Assessor explains reappraisal notices

Assessor explains reappraisal notices

By JOHN BRANNON
Messenger Staff Reporter
Demons of the day: $4 gas. Groceries up and the housing market down.
The mail brings a formal notice — the “Tennessee Assessment Change Notice” — from Obion County Property Assessor Kathy Robertson. A reappraisal, the first since 2002, was recently completed of the 20,000 parcels of property in the county.
You scan the little postcard. Your eyes encounter these dreaded words: “Your appraised value for property tax purposes has changed.”
Changed? Does that mean an increase in property taxes?
Maybe yes. Maybe no.
“A reappraisal doesn’t automatically mean a tax increase for everybody. Some will pay more, some will pay less, some will pay about the same,” Ms. Robertson said.
The reappraisal yielded an increase in assessed valuation for most properties. “The average increase is 15 percent. That’s everything in the county, averaged together — all land types, everything,” she said. “Residential (homes) went up 15 percent, commercial went up 15 percent.”
Explanation, please
Some property owners contend that a depressed housing market should not coincide with increased property taxes.
Ms. Robertson has heard it time and again since the postcards went out to property owners. She and her staff set up shop at the fairgrounds May 12-21 to meet with property owners concerned about reappraisal of their properties.
“We are saying to them, ‘That may very well be true, but the sales that we looked at, the year prior to the reappraisal, did not indicate (a slump in housing sales),” she said.
The data contained in the 2008 notices of change — those little postcards — are based on status of property as of Jan. 1, 2008.
“Our cutoff date was Jan. 1. So we looked at 2007 sales,” she said. “I’m not saying (a piece of property) didn’t sell for less in 2007 than it may have sold for in 2006. But we aren’t working with 2006 values.
“Our last reappraisal was in 2002. I don’t believe the market in any way was down from 2002. It may have been down from 2006 and 2007 slightly, but all our values are based on 2007. That 15 percent average increase, people see it as one year to the next. But that’s 15 percent since 2002.
“And that’s not unreasonable in comparison to anything. Look at gas and how much it’s increased.”
Background
Ms. Robertson avers that the processes of reappraisal and assessment of property for tax purposes are “very complicated.” But in the final analysis, it serves a basic purpose: Public support — which is to say, financial support — of government operations.
We offer the following data:
• Certified tax rates —
During a reappraisal year, the State Board of Equalization issues a certified tax rate. With an increase in values, a lower tax rate can bring in the same revenue as the year before. “In a reappraisal year, if they exceed the recommended certified rate, there has to be a public notice and several meetings (beforehand),” Ms. Robertson said. “If they choose to exceed it, they have to show that the new money is needed for budget and that it’s not part of reappraisal.”
A county commission can raise or lower the rates as needed to keep the same amount of revenue coming in for the county budget.

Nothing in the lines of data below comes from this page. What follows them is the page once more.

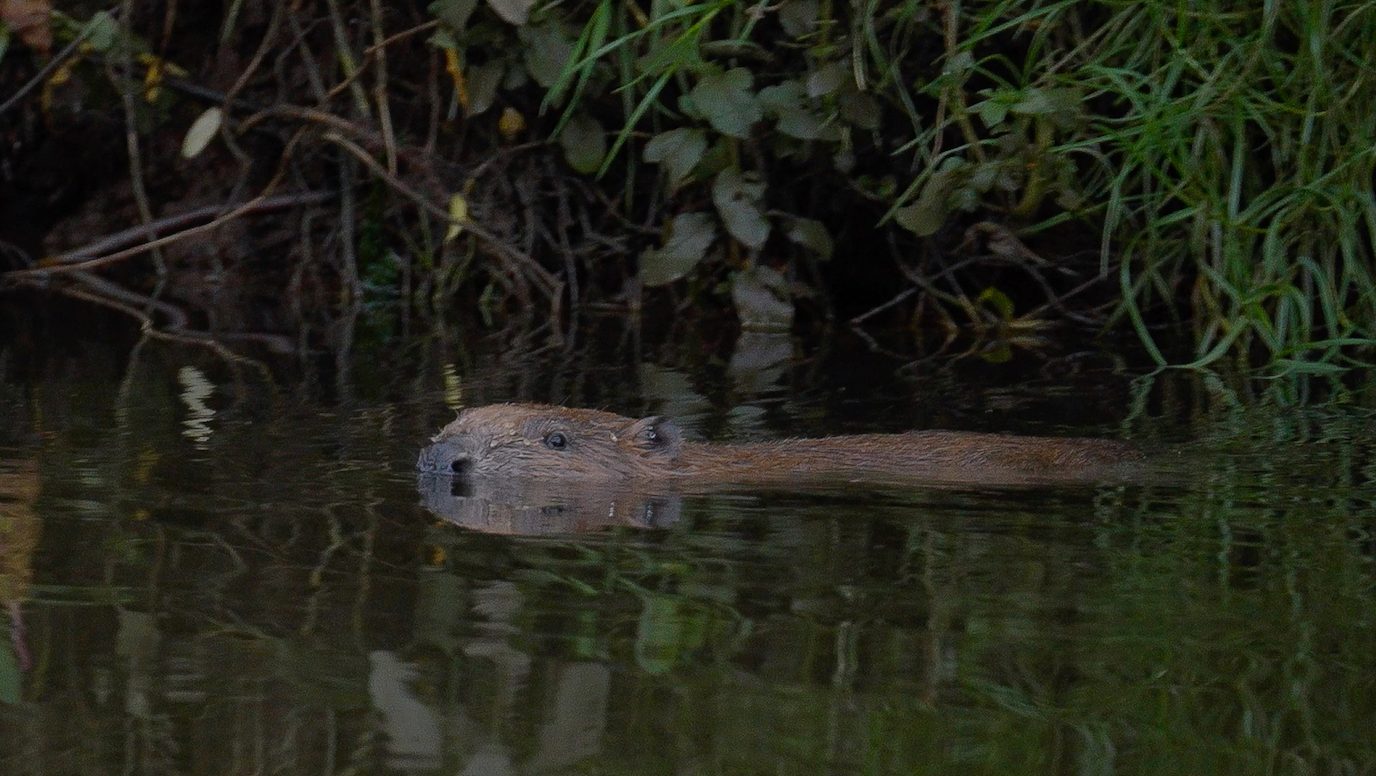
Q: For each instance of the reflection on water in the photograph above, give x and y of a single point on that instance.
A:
(542, 508)
(262, 590)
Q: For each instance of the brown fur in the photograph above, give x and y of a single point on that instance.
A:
(523, 440)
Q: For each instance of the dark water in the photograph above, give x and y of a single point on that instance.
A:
(213, 568)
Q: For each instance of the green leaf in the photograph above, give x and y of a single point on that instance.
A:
(762, 300)
(585, 142)
(11, 679)
(829, 79)
(860, 109)
(103, 30)
(740, 205)
(991, 113)
(679, 152)
(512, 11)
(482, 85)
(453, 13)
(811, 234)
(670, 55)
(201, 132)
(798, 17)
(690, 235)
(793, 109)
(926, 215)
(998, 300)
(546, 50)
(727, 102)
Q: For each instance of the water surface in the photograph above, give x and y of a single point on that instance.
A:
(208, 571)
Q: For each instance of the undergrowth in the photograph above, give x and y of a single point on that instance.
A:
(1196, 169)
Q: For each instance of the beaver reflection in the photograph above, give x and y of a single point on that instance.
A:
(540, 443)
(540, 508)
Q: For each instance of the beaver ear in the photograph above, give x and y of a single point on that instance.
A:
(655, 435)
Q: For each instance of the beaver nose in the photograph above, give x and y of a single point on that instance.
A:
(443, 458)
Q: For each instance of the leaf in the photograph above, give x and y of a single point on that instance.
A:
(762, 300)
(679, 152)
(102, 30)
(585, 142)
(860, 109)
(996, 300)
(690, 235)
(811, 234)
(512, 11)
(201, 132)
(453, 13)
(482, 85)
(798, 17)
(29, 21)
(669, 55)
(739, 202)
(457, 215)
(11, 677)
(511, 123)
(992, 113)
(827, 79)
(926, 215)
(793, 109)
(546, 50)
(727, 102)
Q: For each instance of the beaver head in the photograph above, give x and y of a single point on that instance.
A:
(546, 442)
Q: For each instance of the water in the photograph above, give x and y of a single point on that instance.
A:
(207, 571)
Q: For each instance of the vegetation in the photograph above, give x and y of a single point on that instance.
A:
(988, 167)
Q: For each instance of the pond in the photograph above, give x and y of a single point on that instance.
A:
(219, 566)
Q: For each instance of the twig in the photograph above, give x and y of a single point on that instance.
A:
(58, 61)
(508, 252)
(81, 257)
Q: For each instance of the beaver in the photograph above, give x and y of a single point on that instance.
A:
(592, 446)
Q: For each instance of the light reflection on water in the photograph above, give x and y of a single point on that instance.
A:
(282, 595)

Tax rates for the current fiscal year (2007-08), which ends June 30, were set by the county commission Aug. 20, 2007, at $2.20 “outside” Union City and $1.71 “inside” Union City. The commission will set new rates in July. Meanwhile, county government is operating under a continuing resolution, meaning the current budget will remain in place until a new one is adopted.
Ms. Robertson said the State Board projects the certified rate to go down. “I hate to say it for a fact because it’s only preliminary,” she said.
The $2.20 “outside” rate is projected to drop to $1.91; the $1.71 “inside” rate is projected to drop to $1.48. For right now, though, it’s a matter of wait and see.
“The county commission can do whatever it wants with that rate. I just hope they will adopt the certified rate,” she said.
• Revenue —
Estimated incoming revenue to operate county government this fiscal year is $43,576,737. Of that, $8,545,358 is generated by property taxation. In the current fiscal year, had 100 percent of property owners paid, one cent would have brought in $44,990. But there are always some delinquent taxes.
• Property taxes account for about 20 percent of the county’s budget each year. Property tax revenues support the county general fund, the county highway department fund, debt service and partial funding to both the Obion County and Union City school systems.
Still available
“We are through at the fairgrounds. We’ve moved all our files and personnel back to our permanent office at the courthouse,” Ms. Robertson said. “We got about 50 visits and 100 phone calls a day while we were at the fairgrounds from persons with questions about the reappraisal. We are still available to answer questions. Our local Board of Equalization will convene in June to hear from citizens who still have questions.
“So anyone who did not come to the fairgrounds can come to our regular office at the courthouse. And anyone who wants to go before the local board can contact us and we’ll put them on a list.
“The board may meet one day, it may meet two days. It depends on how many appointments there are.”
A date has not been set for the board to meet.